Monday, October 19, 2015

Falling Between the Cracks - When Declaring an Identity Does More Harm than Good

While I have read Nakkula and Toshalis before, and contemplated gender in the classroom (and in my research project last year), I feel as if this time around, I am left with more questions. This book does an excellent job of breaking apart the different bits and pieces that make up a person's identity - one of the major components being societal norms and expectations, and what they mean for human beings. "The players are lost to the play itself" (Nakkula 100) seems to be a perfect analysis for what "defining gender" means for adolescents. As humans, we are all in some sense "playing a part," but, for some of us, that "part" comes more naturally than for others. Some of us don't feel the need to modify or break out of the mold that society expects us to fit into, while some can't fathom trying to fit into the mold. So what does this mean for our students? What does it mean that they are trying to define something that might not need to be defined right now? Why can't society allow children and adolescents to "try on" gender, masculinity and femininity, instead of making a definitive choice? What would that even look like/sound like/be like?

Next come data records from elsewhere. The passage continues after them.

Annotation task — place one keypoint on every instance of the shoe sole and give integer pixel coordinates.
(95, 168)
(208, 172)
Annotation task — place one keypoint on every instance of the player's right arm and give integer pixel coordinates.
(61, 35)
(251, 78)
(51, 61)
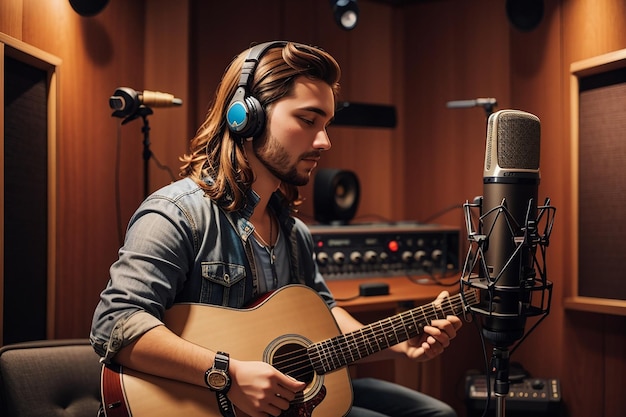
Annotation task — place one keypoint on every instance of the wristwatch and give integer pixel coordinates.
(216, 377)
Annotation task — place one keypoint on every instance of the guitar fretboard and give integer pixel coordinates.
(342, 350)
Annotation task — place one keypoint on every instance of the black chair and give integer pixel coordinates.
(49, 378)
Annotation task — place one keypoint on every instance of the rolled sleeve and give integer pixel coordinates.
(124, 332)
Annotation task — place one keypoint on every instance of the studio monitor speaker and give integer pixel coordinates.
(336, 196)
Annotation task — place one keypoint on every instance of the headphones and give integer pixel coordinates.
(245, 115)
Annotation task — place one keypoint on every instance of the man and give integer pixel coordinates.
(224, 235)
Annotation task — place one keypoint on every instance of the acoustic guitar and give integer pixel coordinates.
(293, 330)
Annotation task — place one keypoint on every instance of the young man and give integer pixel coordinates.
(224, 235)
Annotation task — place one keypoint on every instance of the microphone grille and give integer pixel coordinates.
(516, 136)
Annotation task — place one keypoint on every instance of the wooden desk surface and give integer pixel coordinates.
(401, 290)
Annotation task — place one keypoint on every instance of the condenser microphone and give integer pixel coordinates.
(509, 206)
(125, 101)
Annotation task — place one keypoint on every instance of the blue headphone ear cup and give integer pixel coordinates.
(237, 112)
(256, 118)
(245, 115)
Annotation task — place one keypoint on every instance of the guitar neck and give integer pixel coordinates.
(337, 352)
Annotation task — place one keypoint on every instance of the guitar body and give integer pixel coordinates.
(285, 323)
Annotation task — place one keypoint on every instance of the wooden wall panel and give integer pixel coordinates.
(593, 353)
(98, 54)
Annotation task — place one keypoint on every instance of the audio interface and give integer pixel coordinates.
(530, 396)
(385, 249)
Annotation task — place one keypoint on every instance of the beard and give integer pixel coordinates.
(276, 159)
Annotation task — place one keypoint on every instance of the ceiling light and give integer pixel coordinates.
(346, 13)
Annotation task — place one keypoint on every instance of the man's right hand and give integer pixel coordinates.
(259, 389)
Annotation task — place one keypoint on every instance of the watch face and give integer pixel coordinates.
(217, 380)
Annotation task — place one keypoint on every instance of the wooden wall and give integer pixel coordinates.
(416, 57)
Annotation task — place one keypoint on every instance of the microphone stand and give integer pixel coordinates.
(144, 112)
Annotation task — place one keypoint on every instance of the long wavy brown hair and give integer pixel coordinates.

Tillett Wright is an activist, speaker, writer, photographer. In her TedxWomen talk "Fifty Shades of Gay" (which I found both captivating and fascinating), Wright brings up her childhood, and the notion that we, immediately upon meeting people, put them into "boxes" because acceptance means there is some sort of bonding going on. She then talks about how these boxes are both limiting and dangerous - and I wonder if our students feel that way when asked to try and define themselves. Perhaps we put too much emphasis on "finding oneself" or "discovering who you are" when instead we should be focused on "try it on" and "see how you feel." Most importantly, Wright talks about the support she had from her parents no matter who or what she decided to wake up and be - she "wasn't asked to define [herself] at any point, just allowed to be." She then felt this weird shift when asked to pick a side - boy or girl, gay or straight. She said she knew deep down that she was none of those things definitively, and because of that, she "fell between the cracks." 

How many of our students are "between the cracks" right now, especially at a time when labeling or defining oneself as "gay" or "transgender" can be seen as a heroic act of courage. What about those students that truly don't know what or who they are, and don't feel like they should have to decide one or the other, but are being asked to do so? I know we have talked about the genderbread person, and the masculinity/femininity spectrum....but why should our students have to pinpoint exactly where they fall? I think our fight needs to be redefined and fully understood in this way: "Gender identity work in our schools is the work of freedom fighting. It is a fight for the freeing of authentic expression, for the full presentation of all our students. It is the fight to help our students be fully present as learners, as classmates, as the people they see themselves to be" (115). 


  1. I just finished reading Melissa's blog and I think it's interesting that you both mentioned the way that gender can be limiting. And I love the way you explain, "Perhaps we put too much emphasis on "finding oneself" or "discovering who you are" when instead we should be focused on "try it on" and "see how you feel." That's a huge shift in the way that self-expression/self-esteem/etc. is typically approached. How would our roles as teachers change? What would administrators, district officials, and other educational leaders have to do to support such a philosophy? How would the public react?

  2. I agree Tina, as we have already talked about this year, labels are limiting, even if we are labeling ourselves. I like the idea of having a space where we can try on different identities and see how they feel. We can make decisions about who we are, but we do not need to "pin-point" as you (Tina) said, but that we move fluidly though our choices. How often do we even as adults make decisions based just on our OWN feelings and thoughts?

  3. Tina, yes...why do our students need to make definitive decisions about their identities when they are at a place where they are still in the process of developing their identities?? Like you say...our students should be encouraged to "try it on" in terms of gender identities and sexual orientations. Also, I like the way you use the word spectrum when you discuss masculinity and femininity because I think that word fits perfectly. Where do any of us fall on the gender spectrum and how can we get our students to begin to think in these terms??

  4. Tina,
    Nice use of blank space here, also great video. Another person who discusses issues related to Tillett is comedienne Tig Notaro, whose recent standup is entitled "Boyish Girl Interrupted," really excellent and courageous stuff. Tillett uses the word "Pundits" I think any time we are talking about pundits whether they be within the peer group or not, we are in dangerous territory. A pundit is an expert or, in this case, a self-proclaimed expert, who proffers their opinions, and they can be really dangerous. Support is much harder than finger pointing, understanding tougher than labeling. What if clothing stores were just organized by size, rather than gender? What if toy stores just had creative areas? Could we at least let our children explore, before adolescence, maybe then we might get to some really interesting questions and discussions.